[opensource-dev] Third party viewer policy
lenglish5 at cox.net
Wed Feb 24 22:48:38 PST 2010
Carlo Wood wrote:
> On Tue, Feb 23, 2010 at 12:45:01PM -0800, Brent Tubbs wrote:
>> For a while I've been batting around the idea of creating an SVN-bot to enable
>> much-improved version control for inworld scripts; a must-have when you're
>> developing as part of a team. The same-creator policy on content export would
>> seem to prohibit that though.
>> I realize that you probably don't want to have different rules for each
>> different content type, but the one-size-fits-all rule in the current policy
>> doesn't fit scripts well at all.
> I didn't even READ the TVP all that well, I'm just going to
> stubbornly use my own common sense. If anything that is not
> common sense is going to be enforced then by all means I don't
> want to be part of SL anymore.
> In this case the common sense says: If something is full perm,
> you may export it. Second Inventory does this, and I doubt
> that is suddenly made illegal.
Actually that is NOT common sense. When the author of some intellectual
bit of property agrees to distribution, its generally for existing
channels of distribution only. The SL TOS only applies to intellectual
property distributed by Linden Lab in the manner that the content
creator agreed to. Someone ELSE coming along and saying "oh, full perms
means I own the IP rights to this and can take it anywhere I please and
do anything I want in any way I want without consideration for the
original creator" goes against even the CC license, and the LL full
perms isn't the CC license or any kind of abbreviation of it.
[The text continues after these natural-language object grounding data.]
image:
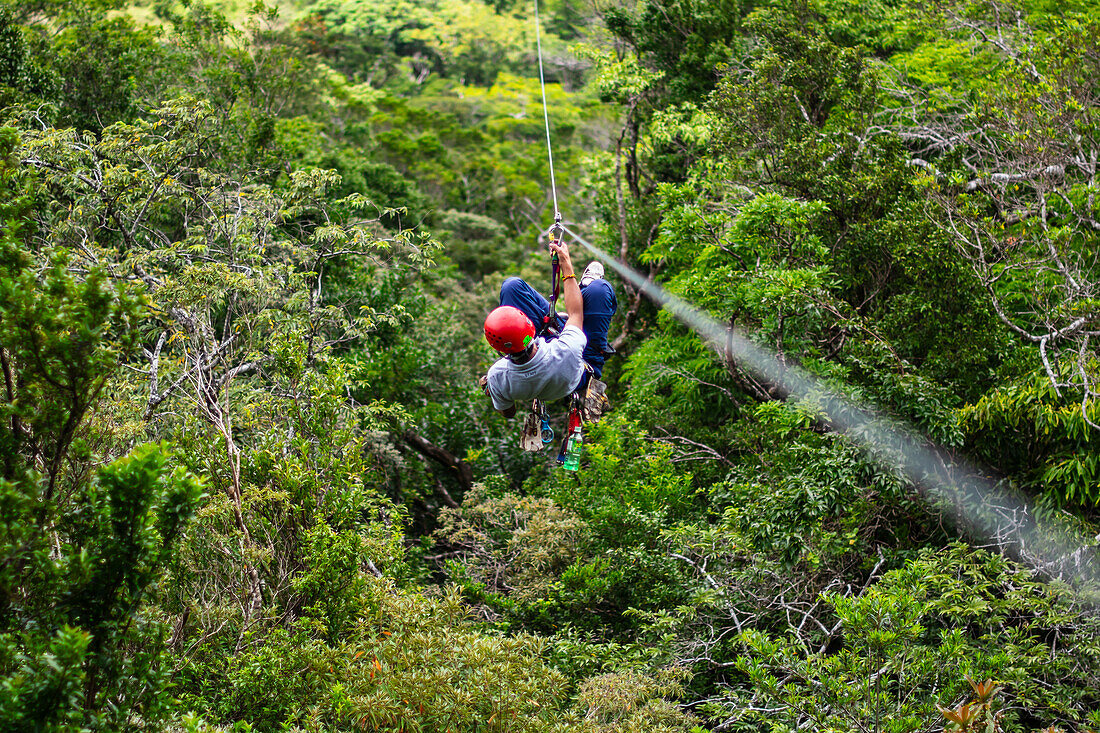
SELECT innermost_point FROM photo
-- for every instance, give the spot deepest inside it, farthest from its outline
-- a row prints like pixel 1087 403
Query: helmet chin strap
pixel 525 356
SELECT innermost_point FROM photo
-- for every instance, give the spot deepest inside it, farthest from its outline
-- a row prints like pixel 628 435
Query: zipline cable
pixel 1005 518
pixel 546 113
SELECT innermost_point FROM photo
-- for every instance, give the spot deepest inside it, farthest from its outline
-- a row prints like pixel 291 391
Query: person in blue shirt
pixel 543 358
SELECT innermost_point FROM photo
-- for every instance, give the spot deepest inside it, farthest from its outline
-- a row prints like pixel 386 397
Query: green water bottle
pixel 573 452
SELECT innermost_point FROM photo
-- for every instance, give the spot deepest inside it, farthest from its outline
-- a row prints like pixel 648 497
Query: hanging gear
pixel 508 330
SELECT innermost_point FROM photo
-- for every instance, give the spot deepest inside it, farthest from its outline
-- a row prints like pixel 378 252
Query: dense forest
pixel 249 480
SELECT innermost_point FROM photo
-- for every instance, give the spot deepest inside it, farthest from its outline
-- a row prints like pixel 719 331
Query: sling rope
pixel 556 230
pixel 546 113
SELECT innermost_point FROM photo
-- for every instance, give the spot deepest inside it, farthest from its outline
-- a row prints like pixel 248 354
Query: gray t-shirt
pixel 551 373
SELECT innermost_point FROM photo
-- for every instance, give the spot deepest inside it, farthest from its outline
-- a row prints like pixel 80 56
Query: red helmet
pixel 508 330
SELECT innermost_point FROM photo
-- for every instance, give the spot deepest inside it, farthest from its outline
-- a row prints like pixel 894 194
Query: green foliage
pixel 79 647
pixel 917 635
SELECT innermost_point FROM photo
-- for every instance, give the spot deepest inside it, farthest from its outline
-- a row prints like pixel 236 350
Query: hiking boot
pixel 594 271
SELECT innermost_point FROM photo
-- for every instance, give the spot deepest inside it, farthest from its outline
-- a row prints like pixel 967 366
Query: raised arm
pixel 571 291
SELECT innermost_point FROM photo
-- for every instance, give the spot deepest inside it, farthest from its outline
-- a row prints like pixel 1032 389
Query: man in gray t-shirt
pixel 536 368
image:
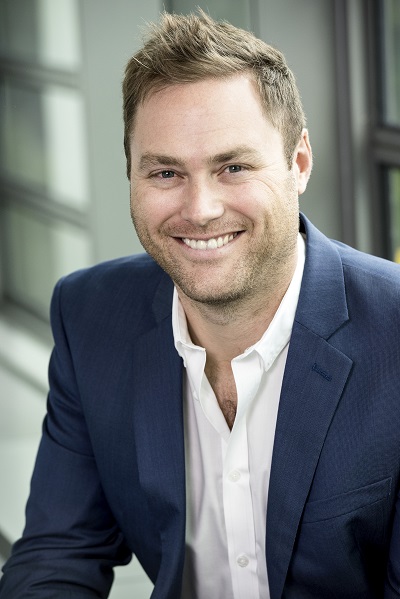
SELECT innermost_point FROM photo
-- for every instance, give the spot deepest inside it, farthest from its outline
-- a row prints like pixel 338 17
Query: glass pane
pixel 41 31
pixel 394 199
pixel 38 253
pixel 391 70
pixel 236 12
pixel 43 141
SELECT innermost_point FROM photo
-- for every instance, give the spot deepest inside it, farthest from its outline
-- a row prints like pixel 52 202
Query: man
pixel 232 417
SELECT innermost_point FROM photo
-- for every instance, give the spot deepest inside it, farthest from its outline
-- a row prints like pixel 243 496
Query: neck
pixel 225 331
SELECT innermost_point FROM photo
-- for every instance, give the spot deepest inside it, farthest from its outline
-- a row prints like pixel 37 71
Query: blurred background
pixel 64 197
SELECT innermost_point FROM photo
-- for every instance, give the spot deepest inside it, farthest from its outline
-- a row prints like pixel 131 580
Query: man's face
pixel 212 198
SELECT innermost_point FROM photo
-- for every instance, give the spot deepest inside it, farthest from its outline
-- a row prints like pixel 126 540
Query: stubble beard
pixel 259 273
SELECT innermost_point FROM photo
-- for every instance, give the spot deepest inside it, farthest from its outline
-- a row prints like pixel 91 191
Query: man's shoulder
pixel 366 266
pixel 128 283
pixel 135 269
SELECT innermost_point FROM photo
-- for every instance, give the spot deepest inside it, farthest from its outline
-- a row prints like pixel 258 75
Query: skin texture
pixel 206 164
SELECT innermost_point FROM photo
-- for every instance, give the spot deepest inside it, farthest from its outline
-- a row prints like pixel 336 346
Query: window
pixel 384 45
pixel 43 160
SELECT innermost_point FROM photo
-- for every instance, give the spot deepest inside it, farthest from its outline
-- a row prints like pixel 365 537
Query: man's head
pixel 185 49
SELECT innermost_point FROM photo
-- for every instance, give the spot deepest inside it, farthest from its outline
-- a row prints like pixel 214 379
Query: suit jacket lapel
pixel 158 429
pixel 315 376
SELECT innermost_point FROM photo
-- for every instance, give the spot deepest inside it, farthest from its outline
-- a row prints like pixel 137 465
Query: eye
pixel 234 168
pixel 167 174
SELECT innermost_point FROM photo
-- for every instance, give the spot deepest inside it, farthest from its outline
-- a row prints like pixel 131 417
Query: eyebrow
pixel 242 152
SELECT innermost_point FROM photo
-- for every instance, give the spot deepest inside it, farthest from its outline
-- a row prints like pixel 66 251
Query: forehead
pixel 207 116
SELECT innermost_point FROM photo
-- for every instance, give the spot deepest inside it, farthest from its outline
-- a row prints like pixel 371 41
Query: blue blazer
pixel 110 473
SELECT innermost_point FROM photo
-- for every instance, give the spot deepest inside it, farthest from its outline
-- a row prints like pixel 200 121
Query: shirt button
pixel 243 561
pixel 234 476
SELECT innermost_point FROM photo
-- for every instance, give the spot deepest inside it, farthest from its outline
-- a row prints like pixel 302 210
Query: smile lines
pixel 209 244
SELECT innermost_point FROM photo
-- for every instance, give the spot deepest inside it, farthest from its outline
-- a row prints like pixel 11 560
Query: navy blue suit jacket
pixel 110 473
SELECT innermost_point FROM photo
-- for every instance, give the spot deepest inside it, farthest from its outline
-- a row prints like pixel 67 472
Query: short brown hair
pixel 185 49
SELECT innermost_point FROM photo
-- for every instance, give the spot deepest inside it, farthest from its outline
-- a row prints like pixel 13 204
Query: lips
pixel 209 244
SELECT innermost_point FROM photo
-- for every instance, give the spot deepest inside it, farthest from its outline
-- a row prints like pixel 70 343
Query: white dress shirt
pixel 227 472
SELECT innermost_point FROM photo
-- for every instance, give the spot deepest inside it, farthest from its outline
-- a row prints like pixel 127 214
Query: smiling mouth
pixel 209 244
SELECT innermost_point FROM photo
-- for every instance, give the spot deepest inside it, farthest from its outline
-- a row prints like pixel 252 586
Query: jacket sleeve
pixel 392 584
pixel 71 541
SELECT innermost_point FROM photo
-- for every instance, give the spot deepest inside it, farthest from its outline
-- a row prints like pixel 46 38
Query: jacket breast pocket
pixel 345 503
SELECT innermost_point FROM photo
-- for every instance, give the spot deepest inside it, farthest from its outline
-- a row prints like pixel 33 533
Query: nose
pixel 201 203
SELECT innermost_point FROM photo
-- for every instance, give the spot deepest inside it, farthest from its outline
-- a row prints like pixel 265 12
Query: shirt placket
pixel 238 507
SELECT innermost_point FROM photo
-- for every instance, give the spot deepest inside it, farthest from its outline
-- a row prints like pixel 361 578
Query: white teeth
pixel 210 244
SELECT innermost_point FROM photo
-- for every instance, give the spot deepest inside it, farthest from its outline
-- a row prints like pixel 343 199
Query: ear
pixel 302 161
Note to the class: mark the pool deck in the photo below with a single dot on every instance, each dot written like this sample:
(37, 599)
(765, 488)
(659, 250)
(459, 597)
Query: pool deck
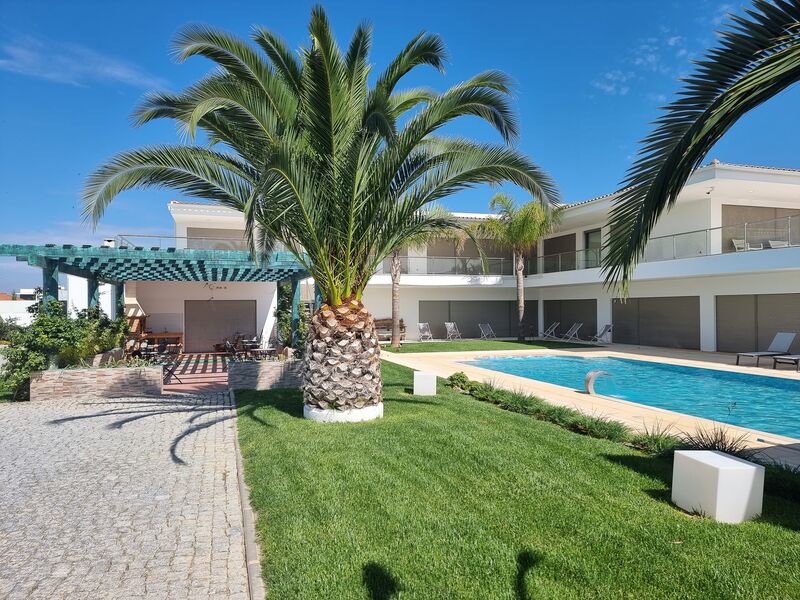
(638, 417)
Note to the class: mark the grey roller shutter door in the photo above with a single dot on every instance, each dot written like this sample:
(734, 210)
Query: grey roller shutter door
(209, 322)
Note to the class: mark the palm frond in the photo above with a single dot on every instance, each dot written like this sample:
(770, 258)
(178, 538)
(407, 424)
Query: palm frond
(758, 57)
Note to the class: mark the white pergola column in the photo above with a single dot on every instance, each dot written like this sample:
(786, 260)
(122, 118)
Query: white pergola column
(708, 323)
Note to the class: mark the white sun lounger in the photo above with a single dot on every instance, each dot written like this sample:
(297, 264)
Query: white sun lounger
(572, 333)
(550, 332)
(603, 333)
(424, 332)
(452, 331)
(487, 333)
(780, 345)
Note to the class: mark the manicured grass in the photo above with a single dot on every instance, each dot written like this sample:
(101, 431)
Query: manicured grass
(470, 345)
(449, 497)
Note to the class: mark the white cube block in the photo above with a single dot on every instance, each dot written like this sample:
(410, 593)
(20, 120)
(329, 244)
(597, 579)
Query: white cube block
(717, 485)
(424, 383)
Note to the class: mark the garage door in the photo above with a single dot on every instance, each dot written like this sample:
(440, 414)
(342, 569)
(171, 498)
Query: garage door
(568, 312)
(667, 322)
(209, 322)
(748, 322)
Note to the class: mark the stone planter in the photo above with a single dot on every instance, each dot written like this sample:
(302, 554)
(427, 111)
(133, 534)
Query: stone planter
(117, 382)
(265, 375)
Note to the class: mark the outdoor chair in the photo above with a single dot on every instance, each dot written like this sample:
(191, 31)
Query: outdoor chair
(572, 333)
(487, 333)
(424, 332)
(452, 331)
(744, 246)
(550, 332)
(780, 345)
(602, 334)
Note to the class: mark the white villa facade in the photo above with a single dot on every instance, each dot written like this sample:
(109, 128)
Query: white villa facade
(722, 273)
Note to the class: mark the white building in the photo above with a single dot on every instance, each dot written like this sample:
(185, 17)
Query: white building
(722, 272)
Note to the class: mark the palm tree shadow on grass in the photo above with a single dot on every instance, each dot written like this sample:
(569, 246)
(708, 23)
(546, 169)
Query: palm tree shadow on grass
(380, 583)
(777, 510)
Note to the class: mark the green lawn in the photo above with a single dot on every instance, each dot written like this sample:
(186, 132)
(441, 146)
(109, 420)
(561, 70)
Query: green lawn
(470, 345)
(449, 497)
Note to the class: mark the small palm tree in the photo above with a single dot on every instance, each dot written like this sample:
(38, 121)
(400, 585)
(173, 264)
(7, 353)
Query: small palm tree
(757, 58)
(518, 230)
(336, 165)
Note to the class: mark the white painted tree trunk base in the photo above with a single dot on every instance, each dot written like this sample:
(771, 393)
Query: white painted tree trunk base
(352, 415)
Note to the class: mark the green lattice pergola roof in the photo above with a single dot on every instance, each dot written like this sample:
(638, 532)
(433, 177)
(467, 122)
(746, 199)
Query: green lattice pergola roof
(117, 265)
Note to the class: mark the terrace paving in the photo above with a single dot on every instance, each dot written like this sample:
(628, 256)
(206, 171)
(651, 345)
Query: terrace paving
(124, 498)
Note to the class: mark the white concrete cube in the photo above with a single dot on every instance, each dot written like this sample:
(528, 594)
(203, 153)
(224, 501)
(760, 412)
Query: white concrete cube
(424, 383)
(717, 485)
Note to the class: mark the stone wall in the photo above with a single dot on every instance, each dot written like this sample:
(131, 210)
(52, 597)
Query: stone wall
(116, 382)
(265, 375)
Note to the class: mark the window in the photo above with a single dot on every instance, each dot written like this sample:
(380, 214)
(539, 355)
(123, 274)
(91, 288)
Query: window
(592, 241)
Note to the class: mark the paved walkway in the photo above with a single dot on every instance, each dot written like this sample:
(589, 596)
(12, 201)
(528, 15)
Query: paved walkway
(125, 498)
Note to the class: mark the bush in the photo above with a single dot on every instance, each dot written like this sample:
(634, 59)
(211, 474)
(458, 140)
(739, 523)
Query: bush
(55, 340)
(562, 416)
(656, 440)
(718, 438)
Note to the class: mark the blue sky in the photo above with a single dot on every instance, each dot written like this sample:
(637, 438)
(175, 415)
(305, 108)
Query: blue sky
(589, 78)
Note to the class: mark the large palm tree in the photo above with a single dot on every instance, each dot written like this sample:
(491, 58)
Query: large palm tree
(518, 229)
(758, 57)
(336, 165)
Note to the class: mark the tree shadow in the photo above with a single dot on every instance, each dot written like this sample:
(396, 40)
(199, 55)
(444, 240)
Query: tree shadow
(202, 412)
(526, 561)
(380, 583)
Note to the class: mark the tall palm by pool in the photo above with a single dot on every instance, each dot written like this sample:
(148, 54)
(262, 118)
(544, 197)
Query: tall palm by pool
(339, 171)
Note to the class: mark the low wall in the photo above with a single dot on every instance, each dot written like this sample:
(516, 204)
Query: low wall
(265, 375)
(116, 382)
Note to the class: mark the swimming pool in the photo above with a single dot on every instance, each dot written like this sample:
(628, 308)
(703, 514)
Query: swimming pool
(769, 404)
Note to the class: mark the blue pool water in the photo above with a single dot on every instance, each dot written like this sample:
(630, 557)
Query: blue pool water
(766, 403)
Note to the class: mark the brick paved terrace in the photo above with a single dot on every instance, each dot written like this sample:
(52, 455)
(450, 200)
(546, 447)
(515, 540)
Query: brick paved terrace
(123, 498)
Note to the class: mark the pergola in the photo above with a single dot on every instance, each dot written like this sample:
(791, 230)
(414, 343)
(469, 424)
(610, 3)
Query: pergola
(116, 265)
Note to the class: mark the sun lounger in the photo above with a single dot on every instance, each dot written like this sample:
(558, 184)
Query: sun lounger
(550, 332)
(452, 331)
(780, 345)
(424, 332)
(744, 246)
(487, 333)
(572, 333)
(602, 334)
(786, 359)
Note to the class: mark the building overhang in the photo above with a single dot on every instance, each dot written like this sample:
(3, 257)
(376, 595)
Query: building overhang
(117, 265)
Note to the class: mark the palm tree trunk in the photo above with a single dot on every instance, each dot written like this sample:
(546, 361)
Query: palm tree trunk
(519, 271)
(395, 270)
(342, 361)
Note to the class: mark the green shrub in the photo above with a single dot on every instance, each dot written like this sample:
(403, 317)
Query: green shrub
(656, 440)
(601, 427)
(53, 339)
(458, 381)
(718, 438)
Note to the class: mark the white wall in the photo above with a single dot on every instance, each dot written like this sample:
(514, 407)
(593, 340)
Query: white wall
(378, 300)
(78, 296)
(162, 301)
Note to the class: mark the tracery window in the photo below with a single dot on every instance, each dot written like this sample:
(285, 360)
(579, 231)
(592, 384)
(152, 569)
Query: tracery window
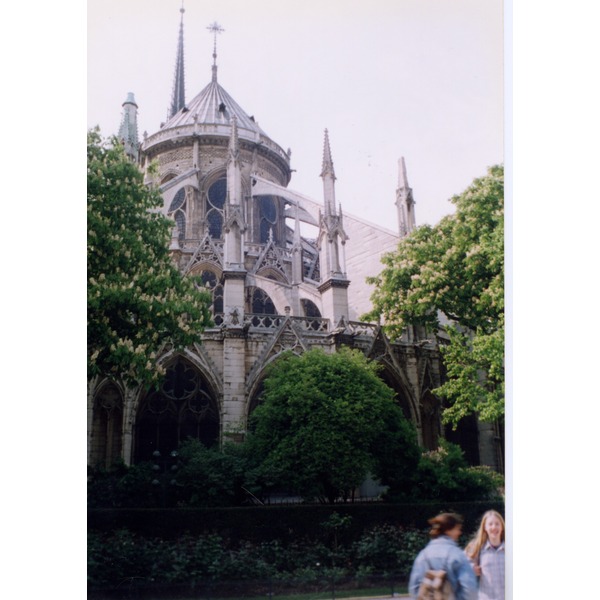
(215, 204)
(210, 281)
(183, 407)
(179, 208)
(107, 427)
(430, 421)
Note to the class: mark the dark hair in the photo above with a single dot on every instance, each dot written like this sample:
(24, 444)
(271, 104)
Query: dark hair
(444, 522)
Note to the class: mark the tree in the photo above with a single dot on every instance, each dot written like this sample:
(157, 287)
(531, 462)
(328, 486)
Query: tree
(319, 427)
(455, 269)
(137, 300)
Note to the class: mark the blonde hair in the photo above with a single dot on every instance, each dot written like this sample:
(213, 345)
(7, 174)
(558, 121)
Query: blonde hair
(481, 537)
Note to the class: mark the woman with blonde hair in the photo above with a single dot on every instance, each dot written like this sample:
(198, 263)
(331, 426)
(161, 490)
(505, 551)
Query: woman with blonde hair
(486, 553)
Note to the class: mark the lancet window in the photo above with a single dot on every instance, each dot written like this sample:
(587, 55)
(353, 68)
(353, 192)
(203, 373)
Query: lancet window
(183, 407)
(215, 206)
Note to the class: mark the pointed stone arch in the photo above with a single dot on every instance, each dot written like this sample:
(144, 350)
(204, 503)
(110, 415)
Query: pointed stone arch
(393, 374)
(107, 424)
(208, 251)
(185, 405)
(272, 263)
(286, 339)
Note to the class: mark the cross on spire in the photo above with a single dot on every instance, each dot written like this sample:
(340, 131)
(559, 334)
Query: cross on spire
(215, 28)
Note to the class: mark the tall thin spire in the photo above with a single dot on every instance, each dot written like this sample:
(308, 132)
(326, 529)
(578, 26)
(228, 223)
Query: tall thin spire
(215, 28)
(405, 202)
(328, 176)
(128, 129)
(178, 97)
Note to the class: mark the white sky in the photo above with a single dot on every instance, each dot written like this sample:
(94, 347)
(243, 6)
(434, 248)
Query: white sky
(421, 79)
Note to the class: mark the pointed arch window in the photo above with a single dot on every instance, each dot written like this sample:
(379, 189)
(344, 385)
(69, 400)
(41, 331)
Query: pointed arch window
(310, 308)
(260, 302)
(107, 427)
(215, 207)
(178, 209)
(210, 281)
(183, 407)
(430, 420)
(267, 209)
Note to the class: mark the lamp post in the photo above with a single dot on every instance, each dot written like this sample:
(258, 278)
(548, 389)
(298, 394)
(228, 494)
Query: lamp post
(165, 470)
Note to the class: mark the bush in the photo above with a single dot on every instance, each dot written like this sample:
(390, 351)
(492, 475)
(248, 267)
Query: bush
(444, 475)
(389, 550)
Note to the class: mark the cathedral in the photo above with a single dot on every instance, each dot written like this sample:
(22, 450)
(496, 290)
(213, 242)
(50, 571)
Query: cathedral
(286, 272)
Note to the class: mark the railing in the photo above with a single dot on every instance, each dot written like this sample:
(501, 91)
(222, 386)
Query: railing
(213, 129)
(316, 324)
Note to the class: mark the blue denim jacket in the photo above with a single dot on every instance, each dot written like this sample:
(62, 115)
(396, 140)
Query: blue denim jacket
(444, 553)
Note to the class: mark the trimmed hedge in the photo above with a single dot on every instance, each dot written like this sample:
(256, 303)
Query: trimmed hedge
(265, 523)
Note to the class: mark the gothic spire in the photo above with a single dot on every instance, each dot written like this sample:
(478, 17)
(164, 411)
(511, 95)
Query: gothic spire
(234, 142)
(405, 202)
(215, 28)
(327, 161)
(178, 97)
(128, 129)
(328, 176)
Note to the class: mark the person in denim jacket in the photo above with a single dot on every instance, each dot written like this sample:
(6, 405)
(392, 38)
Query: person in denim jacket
(486, 553)
(443, 553)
> Scripts that a team work on are definitely full-perm (from the
> point of view of SL permissions), so you can export it all
> you like.
Who says? If they don't say so, then legally, full perms stuff is only
full perms for SL use. If the content creator(s) give you permission to
move stuff around, that's different, but YOU don't have the right to
assume such things without explicit permission concerning this specific
point. Your right to "own" stuff only exists within the SL framework.
Outside the framework, the IP rights of the content creator
automatically revert to them.
Or such is how I have had it explained quite a few times over the years.